Срини определил меня на камбуз, под начало к пожилому повару — одноногому ханьчуйцу. По палубе Лао Цзя передвигался с помощью деревянного протеза, но на камбузе вешал деревяшку на крючок и ловко скакал на одной ноге в узком пространстве между рабочими столами. Протез у него был весь покрыт резьбой; летящие драконы охотились на инкрустированные в дерево черные жемчужины. Вбитые в переборки парусиновые петли на крюках помогали Лао Цзя не упасть во время волнения или шторма. По-моему, вначале он терпел меня только потому, что я была маленькой, гибкой и не путалась у него под ногами — точнее, под единственной ногой.

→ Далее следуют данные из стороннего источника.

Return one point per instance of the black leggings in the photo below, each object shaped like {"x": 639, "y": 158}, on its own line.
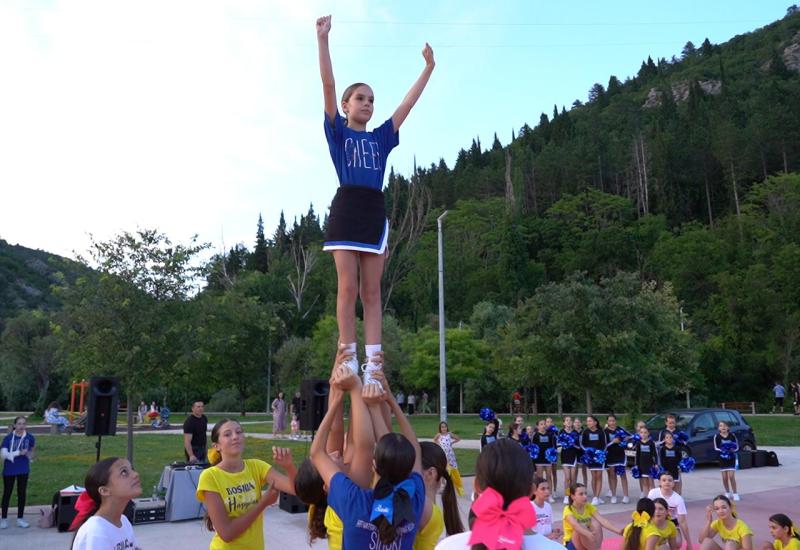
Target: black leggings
{"x": 22, "y": 489}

Я была очень рада, что попала на камбуз. Верхняя палуба меня пугала. Вокруг расстилались безбрежные горизонты, которые я хорошо запомнила — сначала по дому, потом по «Бегу фортуны». Когда я снова увидела вокруг себя водную гладь, то невольно пала духом. На улицах Медных Холмов были дома, деревья и люди. В океане не было ничего, кроме линии горизонта, которая простиралась куда ни посмотри.

Старик почти не говорил по-петрейски; только выкрикивал мне названия каких-то продуктов. Я же тогда еще не говорила по-ханьчуйски. Я никогда не слышала этого языка, пока мне не пришлось делить с Лао Цзя тесную корабельную кухню. Впрочем, он знал несколько слов на селю и потому мог общаться со Срини и со мной.

Запах, поднимавшийся от стоящих на плите горшков, для меня был запахом свободы. Сначала я под придирчивым взором Лао Цзя резала капусту и морковь. Вскоре он понял, что я не отрежу себе палец и не зарежу его во время шторма.

— Справишься, — сказал он на селю.

Единственное слово, брошенное мне стариком, стало первой настоящей похвалой, которую я получила в своей жизни.

— Благодарю, — ответила я.

Увидев, что я умею с первого взгляда и по запаху найти бутылочку с нужной пряностью, Лао Цзя очень обрадовался. На второй день после выхода в открытое море я приготовила вполне съедобный пирог с начинкой из свиного фарша с тмином и пюре из кресс-салата. Лао Цзя снова похвалил меня.

— Я попрошу Срини, чтобы тебя оставили здесь. Готовь! — Он расплылся в беззубой улыбке.

— Я еду в Селистан, — сказала я.

Он притворился, что плачет, содрал с себя синий полотняный колпак и прижал к груди, а потом стал молиться своим ханьчуйским богам. Помолившись, улыбнулся, похлопал меня по голове и велел работать дальше.

Готовить с ним было удовольствием. И еще приятнее было работать без чьего-то постоянного осуждающего взгляда. Я ничего не имела против тесноты, тупых ножей и незнакомых ингредиентов. Более того, еще через несколько дней Лао Цзя начал обучать меня азам ханьчуйской кухни. Как я поняла, ханьчуйцы нарезают пищу на мелкие кусочки, маринуют мясо, рыбу и овощи, а потом быстро обжаривают на раскаленной неглубокой сковороде, после чего сдабривают острыми соусами. Сложнее всего мне было смешивать различные пряности и жидкости, добиваясь нужного оттенка вкуса. Незнакомыми оказались и многие приправы и специи.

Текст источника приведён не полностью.